Nike (NKE) stock opened at $43.22 on Tuesday after Evercore ISI downgraded the stock to In Line from Outperform and slashed its price target to $46 from $57. The stock had already slipped 1.4% in premarket trading on the news.
NIKE, Inc., NKE
The downgrade comes roughly two years into Nike’s turnaround effort. Evercore’s field work is still turning up fresh signs of weakness, and the analysts aren’t sugarcoating it.
Evercore flagged three specific problem areas. First, deepening deterioration in U.S. lifestyle and family channels, where order cancellations and pushbacks are running above what Nike had expected. Second, struggling Jordan retro launches. Third, European supply chain disruptions that caused World Cup product to arrive late.
The broker trimmed its FY27 EPS estimate to $1.65 from $1.70 — well below the Street’s $1.82 consensus. Its FY28 estimate also came down to $2.20 from $2.25, versus consensus of $2.33.

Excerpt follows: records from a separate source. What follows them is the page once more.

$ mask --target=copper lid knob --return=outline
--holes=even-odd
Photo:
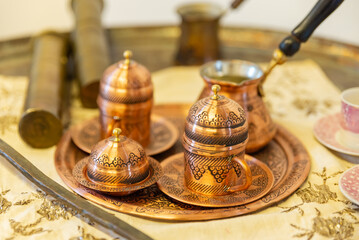
[[[213,85],[211,97],[192,105],[186,119],[185,145],[233,148],[247,143],[248,125],[243,108],[235,101],[219,95],[220,90],[219,85]]]
[[[125,58],[125,65],[129,66],[132,57],[132,51],[126,50],[123,52],[123,57]]]
[[[129,185],[149,176],[149,162],[142,146],[115,128],[112,136],[94,146],[87,163],[87,175],[102,185]]]
[[[218,100],[219,96],[218,96],[218,92],[221,91],[221,86],[215,84],[212,86],[212,91],[213,91],[213,96],[211,97],[212,100]]]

Analysts led by Michael Binetti warned that Nike may need to reset consensus estimates lower before its critical Fall 2026 analyst day. Doing so, they said, would be “highly distracting as it tries to refocus investors on a better narrative on that day.”
The stock will be closely watched for any change to Nike’s prior guidance that first-half FY27 revenues would decline in the low single digits. Evercore sees almost no incentive for the company to raise that outlook at the upcoming quarterly update.

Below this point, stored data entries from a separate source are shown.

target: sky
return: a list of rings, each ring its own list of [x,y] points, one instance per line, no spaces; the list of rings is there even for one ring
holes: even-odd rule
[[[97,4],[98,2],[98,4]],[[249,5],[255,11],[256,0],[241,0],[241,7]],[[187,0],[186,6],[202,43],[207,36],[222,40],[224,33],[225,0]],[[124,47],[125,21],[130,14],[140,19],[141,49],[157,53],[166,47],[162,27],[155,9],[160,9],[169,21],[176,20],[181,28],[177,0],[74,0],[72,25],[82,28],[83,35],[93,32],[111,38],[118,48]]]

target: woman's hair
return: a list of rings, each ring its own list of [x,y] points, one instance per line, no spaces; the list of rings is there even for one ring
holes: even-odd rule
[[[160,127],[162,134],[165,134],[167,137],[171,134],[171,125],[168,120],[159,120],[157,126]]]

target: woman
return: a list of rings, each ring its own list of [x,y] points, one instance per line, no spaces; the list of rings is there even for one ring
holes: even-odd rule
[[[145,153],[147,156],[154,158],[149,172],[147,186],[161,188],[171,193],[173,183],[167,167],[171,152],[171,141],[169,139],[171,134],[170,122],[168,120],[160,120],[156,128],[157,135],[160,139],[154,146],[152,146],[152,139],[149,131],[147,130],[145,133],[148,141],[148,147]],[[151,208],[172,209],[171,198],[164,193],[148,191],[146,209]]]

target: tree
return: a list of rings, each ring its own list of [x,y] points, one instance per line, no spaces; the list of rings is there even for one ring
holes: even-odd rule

Not everything is broken. Evercore noted that performance categories like Nike Run remain solid. A potential $1 billion tariff refund could also give the company room to reinvest in the brand.
Fourth-quarter consensus estimates are seen as broadly safe. On the valuation side, EV/Sales at 1.5x is sitting at a 15-year low, which Evercore said “could help backstop the stock from further meaningful downside.”
Nike’s most recent quarterly report showed $0.35 EPS, beating the $0.29 estimate. Revenue came in at $11.28 billion, just above the $11.23 billion expected. The company also declared a quarterly dividend of $0.41 per share, representing a 3.8% annualized yield.
Despite the pressure on the stock, insiders have been picking up. Director Robert Holmes Swan bought 11,781 shares at $42.44 in early April, and Director John W. Rogers Jr. added 4,000 shares at $43.34. Over the past 90 days, insiders acquired 64,441 shares worth over $2.7 million.
On the institutional side, SG Americas Securities increased its Nike position by 14.5% in Q1, adding 167,301 shares to bring its total to around 1.32 million shares valued at roughly $69.7 million.
Analyst sentiment across the board has softened. The stock now carries a consensus Hold rating with an average price target of $60.89. HSBC cut its target from $90 to $48, and Royal Bank of Canada downgraded from Outperform to Sector Perform with a $50 target in early June.
Nike’s 12-month low sits at $41.35, with the stock currently trading not far above that level.